Portanto, por mais que a obra seja comercializada, adquirida por terceiro, este não terá direitos patrimoniais em relação à obra, devendo requerer a solicitação ao Autor para a sua utilização, nas situações supra.

Cumpre mencionar também que após o falecimento do Autor, a exploração econômica da obra possui o prazo de 70 (setenta) anos, após o 1º dia de janeiro do ano subsequente à morte.

Os danos patrimoniais do Autor envolvem os lucros cessantes, ou melhor, o que o Autor ou os seus herdeiros deixaram de ganhar com a execução indevida de sua obra por terceiro.

Como dito antes, a reprodução da obra de outrem não é vedada por lei.
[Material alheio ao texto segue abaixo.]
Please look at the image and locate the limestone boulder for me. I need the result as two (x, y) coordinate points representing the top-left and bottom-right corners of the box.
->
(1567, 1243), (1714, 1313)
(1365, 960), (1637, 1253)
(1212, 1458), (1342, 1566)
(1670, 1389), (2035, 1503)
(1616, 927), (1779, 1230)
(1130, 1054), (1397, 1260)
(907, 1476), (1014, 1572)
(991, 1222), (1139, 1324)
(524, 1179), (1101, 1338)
Da mesma forma, a sua execução pública é possível, porém, é garantido aos autores o recebimento de royalties pela música executada em locais de frequência coletiva, desde que este autor seja filiado a uma associação de gestão coletiva musical.

Os estabelecimentos, como boates ou até festivais, em que a música é executada, devem pagar royalties ao ECAD, cujo valor é estabelecido conforme critérios do próprio ECAD, como será mais bem explicado nas próximas colunas.

Portanto, além do Autor poder requerer judicialmente os danos patrimoniais sofridos pela violação de seus direitos autorais, o ECAD também pode pleitear extra ou judicialmente o recolhimento dos referidos royalties.

E agora?

Pode ser que você tenha ficado assustado com o que eu disse acima, mas, tenho algumas dicas para o profissional que vive da música:
1º – Não reproduza músicas baixadas ilegalmente, uma vez que estaria prejudicando outro colega que também vive da música;
2º – Se disponibilizar um set para a audição ou download, informe quem são os autores e produtores das músicas.
3º – Sempre procure o produtor da música, se você pretende editá-la (remix, mashup, etc.) e ganhar dinheiro com isso.
4º – Quando possível, o organizador de evento deve disponibilizar ao ECAD o rol musical, para que este calcule o valor das músicas sob o domínio público proporcionalmente aos das músicas protegidas.
5º – Ao criar a música, registre-a, para que o consumidor dê valor à sua obra.

Ainda é muito polêmico e nada simples a questão envolvendo direitos autorais no mercado fonográfico da música eletrônica, por não haver um regulamento a respeito, por ser a Lei de Direitos Autorais bastante ultrapassada, sendo necessária à sua aplicação por analogia.

Acrescento também o fato de ser necessária a criação de uma associação, onde os DJs possam cadastrar os seus repertórios, visando à defesa de seus direitos autorais.

A inexistência de uma associação dificulta que a aplicabilidade dos direitos autorais, cuja fiscalização é feita pelo ECAD.

Todo cuidado é pouco!

Bibliografia:
– PIRES VIEIRA, Alexandre. “Direito Autoral na Sociedade Digital”. 2ª Edição. 2018. São Paulo. Editora Montecristo.